As I mentioned at the outset, I have not always been willing to go directly to a neighbor that I have a problem with; you can read, among other things, about an example related to “donuts” here if you’re interested: https://keithpetersenblog.com/2023/05/31/making-your-mark/ Lord willing, in my next post, about forgiveness, I plan to include another example of a neighbor that I have not been able or willing to go to directly. I should also add that I have heard enough stories about violent, even deadly, confrontations with neighbors not to be naive about this kind of situation. However, I would venture to say that with the Lord’s help, we can try to directly resolve problems with neighbors more often than we might think.

8 thoughts on “How Do You Handle Problems with Neighbors?

  1. The way you handled those situations, works most of the time. And doing it that way, you still had friendly neighbors in the morning. And someday you may have needed their help. A friendly neighbor is always better than living next door to an enemy.

    One Saturday night, the parents of three teenage daughters left their girls home for the night. When they left, their girls had a loud party with music just blaring. Their house was 15 feet from mine. I needed to get up early in the morning. I was angry, but I knew it probably wouldn’t have done any good to say anything to those wild teenagers, so I tape recorded what I heard outside my bedroom window. The next day, I talked to both parents, got out the tape recorder, played it, and said; “This is what I heard last night at 11:00, this loud, while I was lying in bed.” I didn’t have to say another word. They took care of that problem.
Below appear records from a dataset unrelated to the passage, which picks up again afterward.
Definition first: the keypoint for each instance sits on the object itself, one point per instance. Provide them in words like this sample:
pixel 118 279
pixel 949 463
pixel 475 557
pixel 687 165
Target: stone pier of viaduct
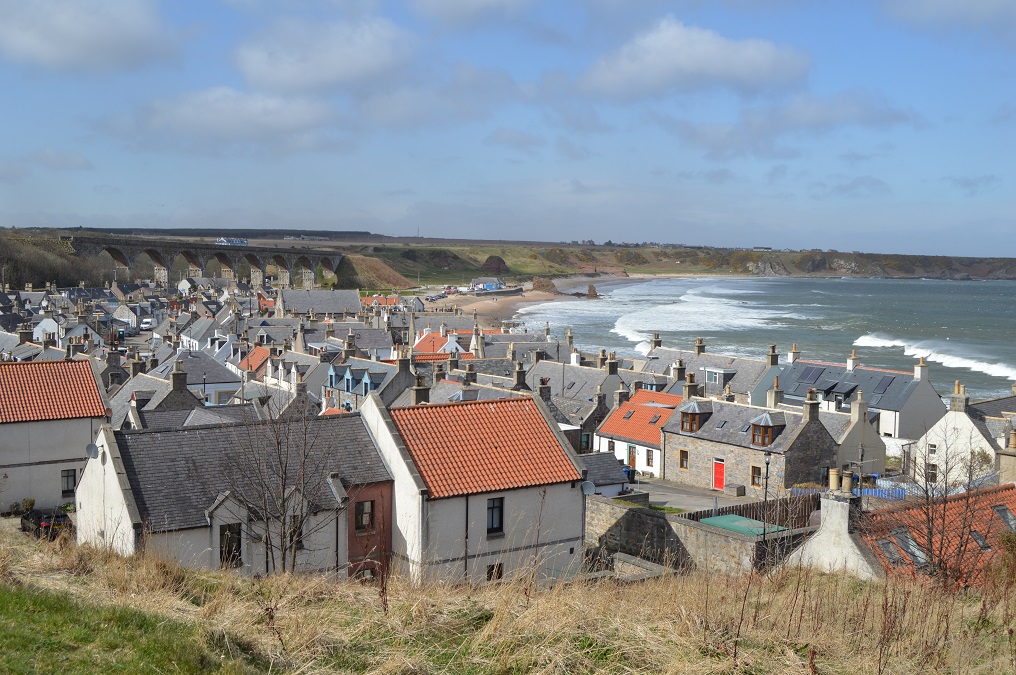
pixel 291 263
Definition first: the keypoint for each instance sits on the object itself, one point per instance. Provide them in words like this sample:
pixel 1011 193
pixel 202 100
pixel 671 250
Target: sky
pixel 871 125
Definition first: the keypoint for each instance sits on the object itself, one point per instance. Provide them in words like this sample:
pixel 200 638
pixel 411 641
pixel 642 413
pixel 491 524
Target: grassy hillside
pixel 70 609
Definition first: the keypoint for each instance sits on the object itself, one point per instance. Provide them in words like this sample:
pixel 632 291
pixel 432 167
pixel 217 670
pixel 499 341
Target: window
pixel 365 515
pixel 297 532
pixel 910 547
pixel 495 515
pixel 1007 516
pixel 229 546
pixel 689 421
pixel 761 435
pixel 979 539
pixel 68 478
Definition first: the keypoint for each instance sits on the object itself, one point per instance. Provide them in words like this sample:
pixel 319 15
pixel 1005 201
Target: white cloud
pixel 79 36
pixel 463 10
pixel 210 120
pixel 759 129
pixel 675 57
pixel 59 161
pixel 305 56
pixel 468 94
pixel 516 139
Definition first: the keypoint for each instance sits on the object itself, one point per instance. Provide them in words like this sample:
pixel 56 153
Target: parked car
pixel 45 523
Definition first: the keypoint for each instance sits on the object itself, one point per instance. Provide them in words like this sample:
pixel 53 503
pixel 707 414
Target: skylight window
pixel 891 552
pixel 910 547
pixel 1007 516
pixel 981 542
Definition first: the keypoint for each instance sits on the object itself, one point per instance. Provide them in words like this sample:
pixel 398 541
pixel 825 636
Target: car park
pixel 46 523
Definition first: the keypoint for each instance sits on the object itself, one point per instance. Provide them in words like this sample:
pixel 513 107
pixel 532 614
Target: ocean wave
pixel 930 350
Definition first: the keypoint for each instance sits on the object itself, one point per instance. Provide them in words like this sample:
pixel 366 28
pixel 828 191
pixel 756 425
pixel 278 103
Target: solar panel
pixel 883 384
pixel 811 374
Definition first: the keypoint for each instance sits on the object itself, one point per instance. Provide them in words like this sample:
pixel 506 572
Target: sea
pixel 963 328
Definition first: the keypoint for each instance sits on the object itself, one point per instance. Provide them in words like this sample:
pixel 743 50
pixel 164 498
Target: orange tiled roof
pixel 483 446
pixel 430 344
pixel 255 359
pixel 48 390
pixel 951 548
pixel 638 426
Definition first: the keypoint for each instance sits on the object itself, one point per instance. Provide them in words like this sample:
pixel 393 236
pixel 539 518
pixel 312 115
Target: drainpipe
pixel 465 557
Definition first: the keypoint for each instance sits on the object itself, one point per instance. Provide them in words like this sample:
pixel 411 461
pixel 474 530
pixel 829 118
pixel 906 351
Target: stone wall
pixel 676 541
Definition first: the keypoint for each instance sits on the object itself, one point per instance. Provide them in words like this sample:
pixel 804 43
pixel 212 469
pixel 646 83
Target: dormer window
pixel 761 435
pixel 690 422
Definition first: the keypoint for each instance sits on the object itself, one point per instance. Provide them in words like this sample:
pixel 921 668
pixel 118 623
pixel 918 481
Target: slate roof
pixel 959 516
pixel 640 418
pixel 320 302
pixel 48 390
pixel 198 365
pixel 884 389
pixel 176 475
pixel 728 423
pixel 602 469
pixel 483 446
pixel 748 372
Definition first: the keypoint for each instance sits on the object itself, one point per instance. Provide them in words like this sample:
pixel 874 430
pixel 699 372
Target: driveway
pixel 665 493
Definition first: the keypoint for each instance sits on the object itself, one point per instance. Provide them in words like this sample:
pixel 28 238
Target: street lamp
pixel 765 504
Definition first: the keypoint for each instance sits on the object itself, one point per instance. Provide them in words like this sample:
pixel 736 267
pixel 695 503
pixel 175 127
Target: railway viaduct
pixel 291 263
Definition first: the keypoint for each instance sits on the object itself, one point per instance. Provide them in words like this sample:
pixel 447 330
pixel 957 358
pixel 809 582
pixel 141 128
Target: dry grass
pixel 790 621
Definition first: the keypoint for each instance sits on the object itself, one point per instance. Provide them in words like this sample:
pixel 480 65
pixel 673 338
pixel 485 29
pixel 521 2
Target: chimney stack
pixel 519 378
pixel 811 407
pixel 545 388
pixel 421 392
pixel 859 408
pixel 621 396
pixel 178 376
pixel 958 401
pixel 774 396
pixel 921 371
pixel 852 361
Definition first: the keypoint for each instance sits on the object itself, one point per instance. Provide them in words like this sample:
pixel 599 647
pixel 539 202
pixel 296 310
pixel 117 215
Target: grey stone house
pixel 713 443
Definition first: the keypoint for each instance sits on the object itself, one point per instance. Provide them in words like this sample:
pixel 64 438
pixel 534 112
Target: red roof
pixel 48 390
pixel 483 446
pixel 950 544
pixel 634 419
pixel 255 358
pixel 430 344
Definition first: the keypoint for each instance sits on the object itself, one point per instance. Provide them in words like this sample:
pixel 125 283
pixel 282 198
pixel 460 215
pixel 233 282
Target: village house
pixel 49 414
pixel 235 496
pixel 484 490
pixel 714 443
pixel 633 431
pixel 907 404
    One time, I lived in an apartment building with walls so thin, you could hear a fly crawling on the other side. One night, about 2:00 in the morning, loud music could be heard. I didn’t say anything the first time it occurred. A few days later, it happened again. I went to talk to my neighbors. A young man came to the door. I mentioned the music. He got red in the face, when he told me the reason. They turned up the music to cover up their sounds of procreating. We both started to laugh. I had no idea of what to say, and just walked away. After that, I was only bothered a few times with loud music.

    Liked by 2 people

    1. Michael, regarding the teens: I think that was really wise! Regarding the couple, I suppose you could have said something like, “Well, I don’t know which I’d rather hear, the sound of procreating or the music!” 😂

      Like

      1. Yeah, that was the problem, I really didn’t know what I wanted to hear less of, the music, and I really didn’t relish the sounds of what else was going on. I really was at a loss as to what to say.

        Liked by 1 person

          1. I think that was one of the times, when dealing with the three teenage girls I had the wisdom of Solomon, a high shinning point in my life. Unfortunately, the times I was on the level of the court jester, I think out numbers my Solomon moments.

            In the other case, just bringing up the issue, with a bit of laughing was all it took. After all, what was going on, is just a normal part of life.